Gold headed for the first weekly drop in more than two months after being buffeted by climbing real yields, profit-taking and a stalemate in US stimulus negotiations.
Bullion is ending a week filled with wild swings on a relatively tame note, and more than $100 an ounce below last week’s record. This comes as Treasury yields steadied near an eight-week high, with the number of Americans applying for unemployment benefits falling below 1 million for the first time since the coronavirus pandemic began in March.
Data Friday showed China’s economic recovery continued in July, though retail sales were weak.
Despite this week’s decline, gold is still up almost 30% this year, as real yields turned negative amid stimulus measures to support the economy. Goldman Sachs Group Inc.’s global head of commodities research Jeffrey Currie said the precious metal is the best hedge against currency debasement, with most of the rally due to the decline in real rates.
“Barring further profit-taking, we think the longer-term uptrend is intact given US dollar weakness and the scale of stimulus and as we expect interest rates to remain low or negative,” Suki Cooper, precious metals analyst at Standard Chartered Bank, said in a note. “Price dips are likely to be viewed as buying opportunities as the macro backdrop remains favorable for gold.”

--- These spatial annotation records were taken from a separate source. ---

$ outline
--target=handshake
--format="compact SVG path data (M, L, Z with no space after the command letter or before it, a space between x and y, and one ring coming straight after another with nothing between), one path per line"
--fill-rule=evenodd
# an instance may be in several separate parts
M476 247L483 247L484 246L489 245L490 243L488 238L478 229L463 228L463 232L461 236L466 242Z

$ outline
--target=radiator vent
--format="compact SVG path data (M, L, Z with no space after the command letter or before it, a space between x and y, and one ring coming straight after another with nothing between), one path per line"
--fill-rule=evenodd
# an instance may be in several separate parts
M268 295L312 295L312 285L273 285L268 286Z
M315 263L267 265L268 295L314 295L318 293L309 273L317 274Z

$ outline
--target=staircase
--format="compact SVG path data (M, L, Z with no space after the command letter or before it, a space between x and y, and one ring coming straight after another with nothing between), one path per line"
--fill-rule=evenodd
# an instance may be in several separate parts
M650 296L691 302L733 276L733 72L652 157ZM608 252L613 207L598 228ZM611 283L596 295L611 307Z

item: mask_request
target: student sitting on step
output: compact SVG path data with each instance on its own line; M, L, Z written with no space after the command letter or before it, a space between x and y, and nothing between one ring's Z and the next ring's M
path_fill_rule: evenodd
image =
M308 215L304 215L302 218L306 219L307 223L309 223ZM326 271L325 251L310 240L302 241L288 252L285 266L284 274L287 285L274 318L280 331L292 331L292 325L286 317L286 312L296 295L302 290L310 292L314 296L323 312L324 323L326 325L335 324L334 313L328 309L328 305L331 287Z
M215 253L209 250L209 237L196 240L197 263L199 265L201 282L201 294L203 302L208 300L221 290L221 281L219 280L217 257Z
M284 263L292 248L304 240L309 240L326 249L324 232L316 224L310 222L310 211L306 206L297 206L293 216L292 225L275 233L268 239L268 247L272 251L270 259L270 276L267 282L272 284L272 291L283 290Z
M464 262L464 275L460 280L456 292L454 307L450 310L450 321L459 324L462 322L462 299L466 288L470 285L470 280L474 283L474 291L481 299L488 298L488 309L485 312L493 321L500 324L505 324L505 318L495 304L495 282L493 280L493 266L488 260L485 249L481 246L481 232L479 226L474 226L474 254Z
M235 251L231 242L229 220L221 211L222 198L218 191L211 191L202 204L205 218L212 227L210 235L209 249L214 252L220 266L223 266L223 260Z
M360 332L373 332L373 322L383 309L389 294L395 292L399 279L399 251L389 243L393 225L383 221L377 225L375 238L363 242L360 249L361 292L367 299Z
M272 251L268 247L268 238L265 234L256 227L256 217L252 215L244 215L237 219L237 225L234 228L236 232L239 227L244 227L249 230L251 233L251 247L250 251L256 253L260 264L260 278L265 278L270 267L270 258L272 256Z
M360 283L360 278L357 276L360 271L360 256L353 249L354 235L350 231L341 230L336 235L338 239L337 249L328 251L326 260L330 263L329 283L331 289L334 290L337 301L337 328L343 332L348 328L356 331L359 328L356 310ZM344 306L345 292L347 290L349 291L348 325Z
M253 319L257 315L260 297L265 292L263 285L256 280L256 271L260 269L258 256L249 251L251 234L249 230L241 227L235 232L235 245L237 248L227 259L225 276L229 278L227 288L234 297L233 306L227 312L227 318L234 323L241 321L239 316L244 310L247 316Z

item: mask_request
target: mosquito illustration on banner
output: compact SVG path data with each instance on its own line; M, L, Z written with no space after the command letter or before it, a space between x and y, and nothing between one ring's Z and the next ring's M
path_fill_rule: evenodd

Spot gold fell 0.3% to $1,948.40 an ounce by 9:57 a.m. in London, set for a 4.3% weekly loss. Prices rose the previous two days after Tuesday’s 5.7% slump, the biggest one-day loss in seven years. Futures for December delivery retreated 0.7% to $1 957.20 in New York.
Silver for immediate delivery declined 3% to $26.6695 an ounce, after a 7.8% jump on Thursday. The Bloomberg Dollar Spot Index headed for a weekly loss, while European stocks sank on Friday.
On the virus front, there’s been little progress in political negotiations on a new round of pandemic relief, with House Speaker Nancy Pelosi saying she rebuffed an “overture” from Treasury Secretary Steven Mnuchin to restart talks. The outbreak is likely to be a challenge for years to come even with a vaccine, according to pharmaceutical and public-health experts.
“All the conditions for a favorable gold price environment are present,” Jake Klein, executive chairman of Australian producer Evolution Mining, said in a Bloomberg TV interview on Friday. “The geopolitical tensions, the Covid pandemic and the impact that’s having - unemployment rates are rising -- these are all unfortunate circumstances. Unfortunately, gold is a beneficiary of those times. So I think it has found a new floor.”